Bei der Tiertafel in Herten können sich Menschen, die wenig Geld haben, Futter für ihre Hunde, Katzen oder Vögel abholen. Ein Besuch

Von Frauke König

Auch in Berlin gibt es eine Tafel für Tiere

Hier sieht es aus wie in einer Zoohandlung: Hinter einer Theke stehen Regale, die bis oben hin voll sind mit Dosenfutter für Hunde und Katzen. Neun Helfer legen Knabberstangen für Vögel in Körbe und verstauen Tüten mit Leckerlis, Katzenstreu und Trockenfutter in Pappkartons. Im kleinen Lager stapeln sie schwere Futtersäcke in mehreren Schichten übereinander. Um die Stapel herum stehen Hundekörbe, Kratzbäume für Katzen und Kisten mit quietschendem Spielzeug. Also alles wie in einer Zoohandlung? Nein, denn im Gegensatz zu einem Geschäft werden die Sachen hier, bei der Tiertafel in Herten in der Nähe von Dortmund im Ruhrgebiet, nicht verkauft – sondern verschenkt.

Eine Tiertafel ist etwas Ähnliches wie eine Tafel für Menschen. »Tafel«, so heißen Orte, an denen Menschen, die wenig Geld haben, sich umsonst etwas zu essen abholen können. Bei der Tiertafel wird Leuten geholfen, die nicht genug Geld haben, um ihre Hunde, Katzen oder Vögel selbst zu ernähren. Damit die Tiere trotzdem bei ihren Besitzern bleiben können, verteilt die Tiertafel kostenlos Futter.

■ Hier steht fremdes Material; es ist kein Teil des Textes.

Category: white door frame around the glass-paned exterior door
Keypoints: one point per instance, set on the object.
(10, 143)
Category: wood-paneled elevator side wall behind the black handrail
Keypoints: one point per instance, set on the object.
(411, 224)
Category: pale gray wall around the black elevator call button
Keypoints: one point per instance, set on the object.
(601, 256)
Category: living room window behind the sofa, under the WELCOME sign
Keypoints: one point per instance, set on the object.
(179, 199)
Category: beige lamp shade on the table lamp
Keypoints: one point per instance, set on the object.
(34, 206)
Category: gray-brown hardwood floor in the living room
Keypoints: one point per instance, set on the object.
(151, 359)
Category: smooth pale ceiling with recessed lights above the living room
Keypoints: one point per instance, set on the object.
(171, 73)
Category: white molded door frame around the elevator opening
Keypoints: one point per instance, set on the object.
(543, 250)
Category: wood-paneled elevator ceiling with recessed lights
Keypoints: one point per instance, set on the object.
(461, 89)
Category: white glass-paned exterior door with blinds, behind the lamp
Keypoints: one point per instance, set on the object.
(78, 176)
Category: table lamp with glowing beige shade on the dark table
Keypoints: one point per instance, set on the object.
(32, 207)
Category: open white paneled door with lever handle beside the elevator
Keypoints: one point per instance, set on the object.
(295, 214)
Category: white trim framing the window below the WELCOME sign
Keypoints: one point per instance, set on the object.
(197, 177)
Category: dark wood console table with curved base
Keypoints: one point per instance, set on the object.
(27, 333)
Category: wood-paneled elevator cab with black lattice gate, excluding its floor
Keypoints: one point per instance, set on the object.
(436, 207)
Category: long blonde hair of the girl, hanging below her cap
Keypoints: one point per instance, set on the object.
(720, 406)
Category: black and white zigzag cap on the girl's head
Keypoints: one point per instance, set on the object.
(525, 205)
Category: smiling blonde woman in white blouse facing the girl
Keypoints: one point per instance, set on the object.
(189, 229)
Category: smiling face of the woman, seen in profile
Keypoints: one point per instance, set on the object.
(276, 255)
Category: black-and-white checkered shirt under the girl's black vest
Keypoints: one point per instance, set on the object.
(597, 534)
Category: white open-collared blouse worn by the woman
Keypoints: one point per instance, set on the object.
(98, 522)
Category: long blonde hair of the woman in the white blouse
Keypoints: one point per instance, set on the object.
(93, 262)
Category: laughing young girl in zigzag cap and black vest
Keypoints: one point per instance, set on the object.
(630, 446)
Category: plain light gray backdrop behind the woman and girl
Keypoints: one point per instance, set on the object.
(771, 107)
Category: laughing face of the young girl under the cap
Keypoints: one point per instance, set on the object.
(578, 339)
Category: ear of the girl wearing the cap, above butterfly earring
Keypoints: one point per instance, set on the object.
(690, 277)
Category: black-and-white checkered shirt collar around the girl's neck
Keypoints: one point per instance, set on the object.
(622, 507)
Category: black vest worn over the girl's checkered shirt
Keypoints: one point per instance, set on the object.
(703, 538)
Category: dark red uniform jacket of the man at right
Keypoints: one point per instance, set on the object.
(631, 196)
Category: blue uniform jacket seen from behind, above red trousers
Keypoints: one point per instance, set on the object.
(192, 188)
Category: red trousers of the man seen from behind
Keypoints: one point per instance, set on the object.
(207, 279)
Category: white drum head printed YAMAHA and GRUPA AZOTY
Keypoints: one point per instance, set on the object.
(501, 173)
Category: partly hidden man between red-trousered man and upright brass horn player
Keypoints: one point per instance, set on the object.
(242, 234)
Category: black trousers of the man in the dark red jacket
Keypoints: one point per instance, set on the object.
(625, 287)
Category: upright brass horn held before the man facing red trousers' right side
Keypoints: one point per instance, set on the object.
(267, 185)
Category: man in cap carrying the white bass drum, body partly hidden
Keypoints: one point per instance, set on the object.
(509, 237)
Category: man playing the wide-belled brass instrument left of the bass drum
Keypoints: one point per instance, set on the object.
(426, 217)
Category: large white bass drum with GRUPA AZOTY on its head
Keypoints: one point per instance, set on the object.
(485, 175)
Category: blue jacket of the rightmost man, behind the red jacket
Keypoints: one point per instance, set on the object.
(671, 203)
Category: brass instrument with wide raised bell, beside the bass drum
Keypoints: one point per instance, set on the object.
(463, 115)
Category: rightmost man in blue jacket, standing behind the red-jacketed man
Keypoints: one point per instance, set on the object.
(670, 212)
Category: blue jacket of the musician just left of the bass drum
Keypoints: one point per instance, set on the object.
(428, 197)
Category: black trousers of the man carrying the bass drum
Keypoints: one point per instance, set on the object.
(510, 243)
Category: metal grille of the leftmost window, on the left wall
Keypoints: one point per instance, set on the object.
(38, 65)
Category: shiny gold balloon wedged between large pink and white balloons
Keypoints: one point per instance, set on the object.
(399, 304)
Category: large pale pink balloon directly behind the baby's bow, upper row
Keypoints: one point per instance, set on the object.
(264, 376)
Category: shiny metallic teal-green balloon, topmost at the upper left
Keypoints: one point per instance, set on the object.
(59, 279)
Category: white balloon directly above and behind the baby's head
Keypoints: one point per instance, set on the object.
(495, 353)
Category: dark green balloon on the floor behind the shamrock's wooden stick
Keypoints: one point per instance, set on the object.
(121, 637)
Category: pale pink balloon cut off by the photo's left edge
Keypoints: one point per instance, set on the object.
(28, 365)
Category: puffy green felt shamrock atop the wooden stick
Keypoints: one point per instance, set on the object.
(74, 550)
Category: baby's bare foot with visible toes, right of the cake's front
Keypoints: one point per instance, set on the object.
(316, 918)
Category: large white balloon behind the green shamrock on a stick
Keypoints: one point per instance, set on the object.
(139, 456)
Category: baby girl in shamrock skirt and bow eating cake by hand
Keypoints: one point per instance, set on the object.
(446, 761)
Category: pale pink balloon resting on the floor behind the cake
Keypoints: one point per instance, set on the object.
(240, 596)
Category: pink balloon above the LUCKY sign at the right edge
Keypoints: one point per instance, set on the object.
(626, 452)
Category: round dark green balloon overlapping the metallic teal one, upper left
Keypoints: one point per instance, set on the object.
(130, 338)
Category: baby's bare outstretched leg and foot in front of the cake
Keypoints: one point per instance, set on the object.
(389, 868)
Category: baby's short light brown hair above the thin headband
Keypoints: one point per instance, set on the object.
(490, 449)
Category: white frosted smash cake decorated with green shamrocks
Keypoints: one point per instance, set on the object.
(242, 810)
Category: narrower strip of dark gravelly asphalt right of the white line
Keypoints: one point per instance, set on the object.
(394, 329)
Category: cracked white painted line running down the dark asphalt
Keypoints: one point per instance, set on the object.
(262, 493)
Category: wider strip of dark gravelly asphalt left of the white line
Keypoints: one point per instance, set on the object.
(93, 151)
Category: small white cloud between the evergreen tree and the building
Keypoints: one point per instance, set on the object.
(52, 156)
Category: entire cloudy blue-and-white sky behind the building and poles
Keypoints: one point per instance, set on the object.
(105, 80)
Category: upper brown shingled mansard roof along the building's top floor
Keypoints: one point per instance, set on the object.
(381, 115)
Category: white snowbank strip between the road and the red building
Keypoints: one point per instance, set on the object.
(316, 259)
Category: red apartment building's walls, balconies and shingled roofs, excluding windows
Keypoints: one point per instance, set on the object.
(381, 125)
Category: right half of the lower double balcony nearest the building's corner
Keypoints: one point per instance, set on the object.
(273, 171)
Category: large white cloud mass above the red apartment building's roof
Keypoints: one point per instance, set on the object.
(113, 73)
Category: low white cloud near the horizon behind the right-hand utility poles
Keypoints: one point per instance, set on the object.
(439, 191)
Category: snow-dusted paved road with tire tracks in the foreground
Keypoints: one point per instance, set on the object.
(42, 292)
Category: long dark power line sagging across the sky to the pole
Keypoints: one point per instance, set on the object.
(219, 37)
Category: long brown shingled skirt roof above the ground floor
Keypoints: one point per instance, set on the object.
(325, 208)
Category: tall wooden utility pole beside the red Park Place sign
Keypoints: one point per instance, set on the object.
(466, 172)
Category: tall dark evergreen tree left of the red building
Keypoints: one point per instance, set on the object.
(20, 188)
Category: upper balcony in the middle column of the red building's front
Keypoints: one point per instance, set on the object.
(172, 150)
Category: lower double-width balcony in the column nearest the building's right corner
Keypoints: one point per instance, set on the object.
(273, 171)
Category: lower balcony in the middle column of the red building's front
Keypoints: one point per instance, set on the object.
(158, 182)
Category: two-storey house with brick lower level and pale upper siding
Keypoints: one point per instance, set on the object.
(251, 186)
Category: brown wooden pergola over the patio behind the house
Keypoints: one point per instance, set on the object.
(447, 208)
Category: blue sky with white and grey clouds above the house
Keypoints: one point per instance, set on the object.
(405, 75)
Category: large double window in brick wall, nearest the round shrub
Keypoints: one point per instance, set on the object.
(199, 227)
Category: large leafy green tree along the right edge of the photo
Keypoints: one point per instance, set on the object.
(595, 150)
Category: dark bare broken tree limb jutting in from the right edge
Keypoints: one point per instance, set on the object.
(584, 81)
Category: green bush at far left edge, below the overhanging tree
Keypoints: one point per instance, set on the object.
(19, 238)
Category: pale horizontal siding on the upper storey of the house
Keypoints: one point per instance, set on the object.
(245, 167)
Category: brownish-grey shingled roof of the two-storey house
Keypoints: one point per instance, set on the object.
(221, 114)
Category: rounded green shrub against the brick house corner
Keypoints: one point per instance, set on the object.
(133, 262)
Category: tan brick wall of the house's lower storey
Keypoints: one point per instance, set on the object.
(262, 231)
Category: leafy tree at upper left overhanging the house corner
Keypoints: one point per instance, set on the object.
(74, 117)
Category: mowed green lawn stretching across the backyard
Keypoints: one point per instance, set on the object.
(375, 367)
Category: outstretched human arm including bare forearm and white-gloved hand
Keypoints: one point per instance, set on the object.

Vor sechs Jahren wurde die erste Tiertafel in Deutschland gegründet, mittlerweile gibt es 23 solcher Einrichtungen. Eine davon ist in Herten. Jeden Montagnachmittag hat sie für zweieinhalb Stunden geöffnet. In dieser Zeit holen sich etwa 120 Menschen Futter ab. Die meisten haben Katzen und Hunde, aber auch für Fische, Vögel und Hamster gibt es etwas.

»Es werden von Woche zu Woche mehr Kunden«, erzählt Nicole Meichle, die Leiterin dieser Tiertafel. Trotzdem kennt sie die meisten Besucher mit Namen. Simon zum Beispiel. Er ist zwölf Jahre alt und kommt jede Woche vorbei. Als sein Vater krank wurde und seine Arbeit verlor, wurde das Geld knapp. »Ich komme hierher, weil das Futter für meine Katzen so teuer ist«, erzählt er. Seine Katzen, Kiara und Felix, bringt er nicht mit. Denn die wären von den vielen Hunden, die ihre Besitzer zur Tiertafel begleiten und dort laut bellend herumtoben, bestimmt nicht begeistert. »Ich habe aber schon mal Fotos von ihnen gezeigt«, sagt Simon.

Bei der Tiertafel gibt es Futter. Umsonst!

Auch Dagmar Walter ist Stammkundin bei der Tiertafel. Das Geld, das die Rentnerin vom Staat bekommt, reicht für sie, ihre Katze und ihren Hund Mecky nicht aus. Extrageld für Haustiere gibt es vom Staat nicht. »Als es die Tiertafel noch nicht gab, war es schwierig. Ich habe dann auf mein Essen verzichtet, damit meine Tiere genug hatten«, erzählt Dagmar Walter. Genau das wollen die Mitarbeiter der Tiertafel verhindern. »Wir möchten, dass Menschen und Tiere satt werden. Wir möchten aber auch, dass die Menschen ein bisschen mehr Geld für sich haben, um mal einen Kaffee trinken oder ins Kino gehen zu können«, sagt Nicole Meichle.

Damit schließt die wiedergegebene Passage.